Снова донеслись голоса, и Хожиняк огорчился. Видимо, Гончар шел не один. Против обыкновения, он взял с собой кого-то. Если их только двое, то ничего. А если больше? Теперь Хожиняк пожалел, что не засел ближе к Паленчицам, где начинались болота, на которых он знал все тропинки и переходы. А здесь некуда спрятаться. Позади, за полосой разросшихся кустов, начинался редкий лесок, удобный на случай внезапного бегства, если на тропинке останется одинокий труп и некому будет преследовать; но он не спасет, если с Гончаром идет несколько человек. А их наверняка несколько. Зазвучал знакомый смех, и осадник снова стиснул зубы от прилива ненависти.

«Смейся, смейся, недолго тебе смеяться». Стиснув зубы, водил пальцем по затвору винтовки.

Голоса раздались совсем близко.
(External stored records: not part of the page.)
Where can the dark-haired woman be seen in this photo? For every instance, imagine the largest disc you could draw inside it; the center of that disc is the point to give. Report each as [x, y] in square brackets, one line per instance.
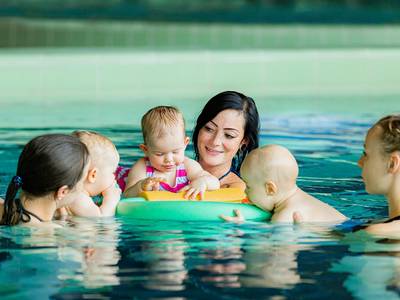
[226, 130]
[49, 168]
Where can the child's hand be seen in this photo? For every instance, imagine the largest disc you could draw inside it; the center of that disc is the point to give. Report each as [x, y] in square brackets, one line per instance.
[196, 187]
[238, 218]
[112, 192]
[297, 218]
[151, 183]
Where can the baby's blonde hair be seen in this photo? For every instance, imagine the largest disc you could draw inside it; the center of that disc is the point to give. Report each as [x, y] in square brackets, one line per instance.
[98, 145]
[158, 120]
[390, 133]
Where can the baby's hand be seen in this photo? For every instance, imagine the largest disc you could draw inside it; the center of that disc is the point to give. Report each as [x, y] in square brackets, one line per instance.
[196, 187]
[113, 191]
[238, 218]
[151, 183]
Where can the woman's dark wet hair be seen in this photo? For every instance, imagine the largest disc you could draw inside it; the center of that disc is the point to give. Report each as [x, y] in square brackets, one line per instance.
[239, 102]
[46, 163]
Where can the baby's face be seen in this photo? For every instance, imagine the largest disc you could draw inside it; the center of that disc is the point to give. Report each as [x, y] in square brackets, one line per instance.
[168, 151]
[374, 163]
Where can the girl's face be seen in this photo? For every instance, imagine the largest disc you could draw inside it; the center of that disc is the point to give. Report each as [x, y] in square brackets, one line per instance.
[374, 164]
[167, 151]
[221, 138]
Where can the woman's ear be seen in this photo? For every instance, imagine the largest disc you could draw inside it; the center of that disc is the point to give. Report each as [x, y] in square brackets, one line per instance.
[394, 162]
[270, 188]
[92, 175]
[244, 143]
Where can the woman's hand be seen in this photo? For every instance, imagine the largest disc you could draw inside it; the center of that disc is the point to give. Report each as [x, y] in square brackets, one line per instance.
[112, 192]
[196, 187]
[238, 218]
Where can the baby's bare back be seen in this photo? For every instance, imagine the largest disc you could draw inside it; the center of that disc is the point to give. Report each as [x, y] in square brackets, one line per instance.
[310, 209]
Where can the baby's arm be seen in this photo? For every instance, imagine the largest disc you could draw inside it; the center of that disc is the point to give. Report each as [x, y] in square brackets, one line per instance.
[200, 180]
[84, 206]
[137, 181]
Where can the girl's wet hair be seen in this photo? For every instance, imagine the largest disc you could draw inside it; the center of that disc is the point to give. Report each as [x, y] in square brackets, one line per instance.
[390, 133]
[239, 102]
[46, 163]
[160, 119]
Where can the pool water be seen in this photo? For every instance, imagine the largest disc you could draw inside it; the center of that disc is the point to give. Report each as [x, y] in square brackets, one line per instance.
[120, 258]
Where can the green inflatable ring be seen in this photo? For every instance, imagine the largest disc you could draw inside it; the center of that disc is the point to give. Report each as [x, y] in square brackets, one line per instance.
[141, 209]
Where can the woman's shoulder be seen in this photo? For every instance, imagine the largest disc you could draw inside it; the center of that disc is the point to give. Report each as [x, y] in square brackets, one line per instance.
[232, 180]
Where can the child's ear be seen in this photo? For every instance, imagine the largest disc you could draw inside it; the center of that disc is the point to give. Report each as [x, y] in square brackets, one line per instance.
[92, 175]
[394, 162]
[271, 188]
[187, 140]
[143, 147]
[62, 192]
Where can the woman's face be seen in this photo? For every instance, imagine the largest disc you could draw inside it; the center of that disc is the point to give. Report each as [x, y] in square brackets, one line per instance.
[221, 138]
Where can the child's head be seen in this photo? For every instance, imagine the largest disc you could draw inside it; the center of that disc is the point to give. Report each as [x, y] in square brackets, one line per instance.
[50, 165]
[381, 157]
[164, 137]
[270, 173]
[104, 160]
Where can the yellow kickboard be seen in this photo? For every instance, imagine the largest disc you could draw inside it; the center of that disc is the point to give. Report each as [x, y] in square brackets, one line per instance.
[231, 195]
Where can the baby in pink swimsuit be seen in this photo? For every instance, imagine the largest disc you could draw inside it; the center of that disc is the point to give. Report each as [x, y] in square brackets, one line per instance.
[165, 166]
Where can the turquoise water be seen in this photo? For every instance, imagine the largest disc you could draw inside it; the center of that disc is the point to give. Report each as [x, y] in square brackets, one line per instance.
[119, 258]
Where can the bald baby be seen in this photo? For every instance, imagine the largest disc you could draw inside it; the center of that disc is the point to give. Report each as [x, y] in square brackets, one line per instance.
[270, 174]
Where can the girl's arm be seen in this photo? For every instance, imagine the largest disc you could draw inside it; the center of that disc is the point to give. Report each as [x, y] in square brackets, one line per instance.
[84, 206]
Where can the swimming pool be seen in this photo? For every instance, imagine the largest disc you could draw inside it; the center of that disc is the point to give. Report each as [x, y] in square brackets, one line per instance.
[119, 258]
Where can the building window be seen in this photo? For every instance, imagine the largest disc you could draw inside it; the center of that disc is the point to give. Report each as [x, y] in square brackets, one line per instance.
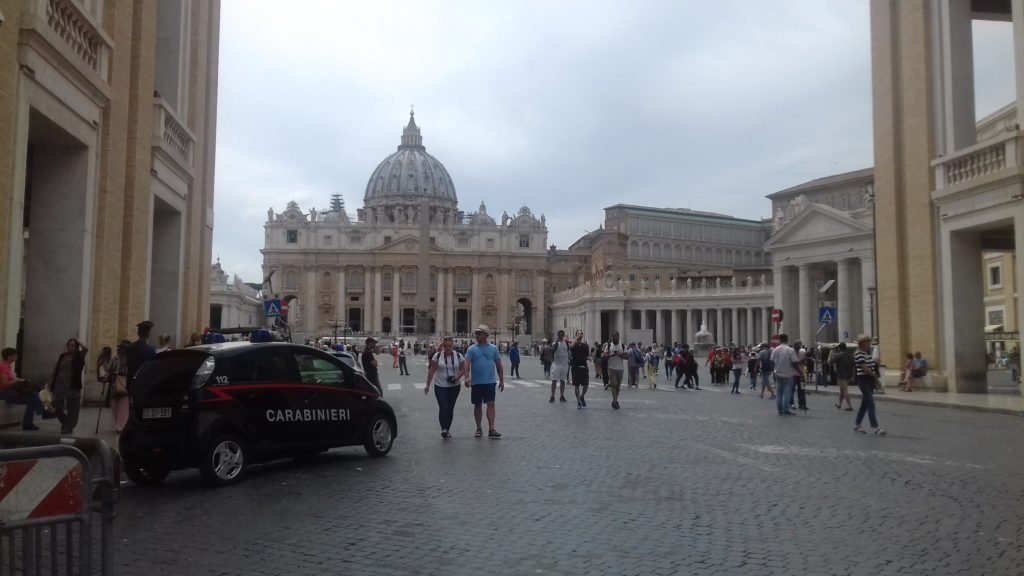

Осадник напряженно ждал. Наконец, под розовой веткой, грациозно перебросившейся через тропинку, зажелтел платочек. Осадник выругался про себя. Впереди шла женщина. Он узнал Параску.

— Это ничего, — пробормотал он. — Параска помешать не может.

Зацепившись юбкой, женщина нагнулась, чтобы освободить ее от шипов ежевичного куста. Вслед за ней на тропинке появился… Руки Хожиняка дрогнули. Нет, это был не Гончар. Серая шинель, звезда на фуражке — но это другой. На поясе желтая кожаная кобура пистолета.

Палец Хожиняка потянулся было к курку. В конце концов не все ли равно? Тот ли, другой ли — все-таки одним из них, одной красной звездой меньше.

Но из-за чащи раздались новые голоса. Теперь вышел Гончар. В руках у него была золотистая ветка, он вертел ее, безмятежно насвистывая. Вплотную за ним шел Семен.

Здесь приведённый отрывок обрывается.